Former FBI Director James Comey.
Former FBI Director James Comey.
Kevin Lamarque / Reuters

The Washington Post reported Tuesday that Trump had asked Coats to do precisely that. And Comey’s prepared remarks confirm earlier press reports that Trump had asked Comey directly to drop the Flynn probe into his contacts with Russian officials ― contacts that Acting Attorney General Sally Yates warned could make Flynn a blackmail target. (Yates was fired soon afterward, ostensibly for refusing to defend Trump’s travel ban in court.)

U.S. intelligence agencies have concluded that Russia worked to hurt Clinton and help Trump during the 2016 election, in part by stealing documents and emails from the Democratic Party and from Clinton’s campaign chairman and then releasing embarrassing ones on a near daily basis in the final weeks of the campaign through WikiLeaks.

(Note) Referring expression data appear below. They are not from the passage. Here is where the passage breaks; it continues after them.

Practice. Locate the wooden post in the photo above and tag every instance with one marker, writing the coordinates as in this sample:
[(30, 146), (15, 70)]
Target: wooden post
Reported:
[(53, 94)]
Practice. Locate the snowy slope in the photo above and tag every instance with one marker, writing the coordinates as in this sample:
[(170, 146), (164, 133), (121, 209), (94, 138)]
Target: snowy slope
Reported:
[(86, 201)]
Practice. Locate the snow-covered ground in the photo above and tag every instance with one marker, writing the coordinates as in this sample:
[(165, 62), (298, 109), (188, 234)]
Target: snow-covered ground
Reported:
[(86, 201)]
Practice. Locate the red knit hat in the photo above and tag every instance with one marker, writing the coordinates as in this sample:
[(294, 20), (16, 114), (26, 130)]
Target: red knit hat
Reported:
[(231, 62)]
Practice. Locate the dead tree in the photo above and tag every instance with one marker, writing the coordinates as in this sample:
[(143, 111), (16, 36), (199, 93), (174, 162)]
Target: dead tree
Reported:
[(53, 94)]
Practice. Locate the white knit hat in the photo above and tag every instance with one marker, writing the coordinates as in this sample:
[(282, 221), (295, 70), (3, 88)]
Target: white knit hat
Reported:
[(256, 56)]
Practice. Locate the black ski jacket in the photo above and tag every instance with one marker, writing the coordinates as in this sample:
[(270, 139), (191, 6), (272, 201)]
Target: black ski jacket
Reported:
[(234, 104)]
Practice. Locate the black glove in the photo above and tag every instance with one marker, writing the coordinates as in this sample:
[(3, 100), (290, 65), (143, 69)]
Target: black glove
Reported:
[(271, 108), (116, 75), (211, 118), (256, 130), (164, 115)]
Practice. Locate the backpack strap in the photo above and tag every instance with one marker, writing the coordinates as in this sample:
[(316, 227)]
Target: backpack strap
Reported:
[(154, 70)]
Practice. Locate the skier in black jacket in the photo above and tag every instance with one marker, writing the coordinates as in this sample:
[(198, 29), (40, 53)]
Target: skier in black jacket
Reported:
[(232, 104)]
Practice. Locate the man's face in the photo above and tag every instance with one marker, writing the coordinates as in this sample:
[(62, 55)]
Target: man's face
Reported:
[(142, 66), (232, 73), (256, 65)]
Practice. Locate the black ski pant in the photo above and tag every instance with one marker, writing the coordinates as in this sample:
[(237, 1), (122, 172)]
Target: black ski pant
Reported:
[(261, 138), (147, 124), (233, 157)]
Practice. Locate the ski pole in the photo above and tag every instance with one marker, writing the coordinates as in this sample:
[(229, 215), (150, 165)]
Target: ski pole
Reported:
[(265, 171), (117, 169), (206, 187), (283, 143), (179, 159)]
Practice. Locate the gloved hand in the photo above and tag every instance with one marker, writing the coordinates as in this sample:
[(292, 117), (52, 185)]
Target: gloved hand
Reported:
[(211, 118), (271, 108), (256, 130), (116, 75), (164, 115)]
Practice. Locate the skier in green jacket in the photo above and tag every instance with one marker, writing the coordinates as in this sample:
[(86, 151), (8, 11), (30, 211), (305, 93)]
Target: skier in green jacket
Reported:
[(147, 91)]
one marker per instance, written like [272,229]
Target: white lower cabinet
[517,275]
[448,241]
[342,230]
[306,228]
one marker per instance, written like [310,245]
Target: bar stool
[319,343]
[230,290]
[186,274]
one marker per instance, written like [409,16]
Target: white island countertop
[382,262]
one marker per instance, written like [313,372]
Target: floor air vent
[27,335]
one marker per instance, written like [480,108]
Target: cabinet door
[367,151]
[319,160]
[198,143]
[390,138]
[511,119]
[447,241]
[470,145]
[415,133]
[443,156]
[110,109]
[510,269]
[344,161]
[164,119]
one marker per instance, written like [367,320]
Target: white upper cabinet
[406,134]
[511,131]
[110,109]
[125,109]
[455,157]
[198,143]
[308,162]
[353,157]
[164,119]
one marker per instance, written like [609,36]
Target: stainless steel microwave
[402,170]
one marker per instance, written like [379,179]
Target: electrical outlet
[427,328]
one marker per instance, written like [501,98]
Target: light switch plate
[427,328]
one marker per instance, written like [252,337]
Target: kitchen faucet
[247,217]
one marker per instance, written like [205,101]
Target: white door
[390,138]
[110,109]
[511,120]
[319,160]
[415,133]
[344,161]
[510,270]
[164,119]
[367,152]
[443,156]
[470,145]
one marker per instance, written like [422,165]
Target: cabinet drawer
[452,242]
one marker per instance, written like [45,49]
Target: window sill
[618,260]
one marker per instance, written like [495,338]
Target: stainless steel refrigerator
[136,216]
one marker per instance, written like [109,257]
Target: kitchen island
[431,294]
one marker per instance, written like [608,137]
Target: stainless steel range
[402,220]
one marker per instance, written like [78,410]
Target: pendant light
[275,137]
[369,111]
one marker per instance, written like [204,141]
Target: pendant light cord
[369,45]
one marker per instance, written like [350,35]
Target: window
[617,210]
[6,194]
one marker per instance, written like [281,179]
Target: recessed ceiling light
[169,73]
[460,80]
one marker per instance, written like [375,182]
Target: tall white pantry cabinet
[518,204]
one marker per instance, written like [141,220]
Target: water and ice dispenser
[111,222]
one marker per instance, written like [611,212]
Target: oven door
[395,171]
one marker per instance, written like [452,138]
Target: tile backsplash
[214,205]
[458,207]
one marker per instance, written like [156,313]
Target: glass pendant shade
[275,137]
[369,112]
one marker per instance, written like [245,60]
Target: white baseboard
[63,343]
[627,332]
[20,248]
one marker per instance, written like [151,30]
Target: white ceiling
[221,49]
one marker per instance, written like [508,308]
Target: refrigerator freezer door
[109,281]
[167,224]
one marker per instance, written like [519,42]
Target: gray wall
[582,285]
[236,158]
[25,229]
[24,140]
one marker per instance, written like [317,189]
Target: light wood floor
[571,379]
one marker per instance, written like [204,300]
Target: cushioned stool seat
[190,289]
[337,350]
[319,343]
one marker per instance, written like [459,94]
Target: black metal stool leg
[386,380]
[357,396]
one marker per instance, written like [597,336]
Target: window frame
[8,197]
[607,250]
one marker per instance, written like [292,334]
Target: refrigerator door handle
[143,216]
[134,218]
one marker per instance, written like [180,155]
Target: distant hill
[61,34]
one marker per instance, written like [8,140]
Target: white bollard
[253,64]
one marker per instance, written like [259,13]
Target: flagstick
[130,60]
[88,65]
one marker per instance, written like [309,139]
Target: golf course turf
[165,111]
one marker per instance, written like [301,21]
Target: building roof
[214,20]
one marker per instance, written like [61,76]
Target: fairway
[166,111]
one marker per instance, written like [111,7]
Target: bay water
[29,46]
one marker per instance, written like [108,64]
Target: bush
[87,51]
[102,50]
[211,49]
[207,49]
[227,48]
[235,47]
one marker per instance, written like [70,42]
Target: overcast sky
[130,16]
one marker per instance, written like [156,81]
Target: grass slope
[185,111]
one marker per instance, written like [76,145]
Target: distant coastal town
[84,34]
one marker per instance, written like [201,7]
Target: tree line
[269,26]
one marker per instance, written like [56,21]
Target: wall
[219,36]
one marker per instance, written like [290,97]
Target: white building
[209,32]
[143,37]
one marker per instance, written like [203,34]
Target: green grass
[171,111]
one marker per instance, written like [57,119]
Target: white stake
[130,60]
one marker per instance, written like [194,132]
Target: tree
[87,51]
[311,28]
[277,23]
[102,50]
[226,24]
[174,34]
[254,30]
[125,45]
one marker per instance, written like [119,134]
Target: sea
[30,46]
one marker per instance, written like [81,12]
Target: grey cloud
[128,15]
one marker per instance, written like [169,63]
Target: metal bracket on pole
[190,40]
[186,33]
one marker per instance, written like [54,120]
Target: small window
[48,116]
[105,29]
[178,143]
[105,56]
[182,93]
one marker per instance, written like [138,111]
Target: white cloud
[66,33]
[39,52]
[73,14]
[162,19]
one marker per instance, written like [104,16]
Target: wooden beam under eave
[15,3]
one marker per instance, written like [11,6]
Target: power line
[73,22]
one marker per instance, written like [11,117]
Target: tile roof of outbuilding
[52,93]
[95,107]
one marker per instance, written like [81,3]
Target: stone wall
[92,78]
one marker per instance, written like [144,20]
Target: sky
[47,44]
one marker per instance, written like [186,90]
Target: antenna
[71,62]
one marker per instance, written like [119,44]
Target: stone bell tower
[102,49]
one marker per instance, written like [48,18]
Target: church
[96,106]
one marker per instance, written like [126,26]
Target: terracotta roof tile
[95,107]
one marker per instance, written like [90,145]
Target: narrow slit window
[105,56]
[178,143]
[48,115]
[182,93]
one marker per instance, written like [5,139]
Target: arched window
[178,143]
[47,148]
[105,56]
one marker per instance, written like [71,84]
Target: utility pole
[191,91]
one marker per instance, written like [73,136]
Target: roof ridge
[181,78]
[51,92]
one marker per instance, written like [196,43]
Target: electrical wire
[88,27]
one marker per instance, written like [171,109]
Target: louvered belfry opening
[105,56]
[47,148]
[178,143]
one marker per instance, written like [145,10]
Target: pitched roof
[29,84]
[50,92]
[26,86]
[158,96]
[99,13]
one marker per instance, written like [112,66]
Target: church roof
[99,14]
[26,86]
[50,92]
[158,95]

Trump praised WikiLeaks for doing this in almost every campaign appearance in October, and for months claimed that it was impossible to know who had stolen the emails.

That Russian meddling, and possible collusion with the Trump campaign, remains under investigation by the FBI and committees in both the House and Senate. After Trump fired Comey, Trump’s Justice Department appointed Robert Mueller, who ran the FBI from 2001-2013, as special counsel to run the Russia investigation.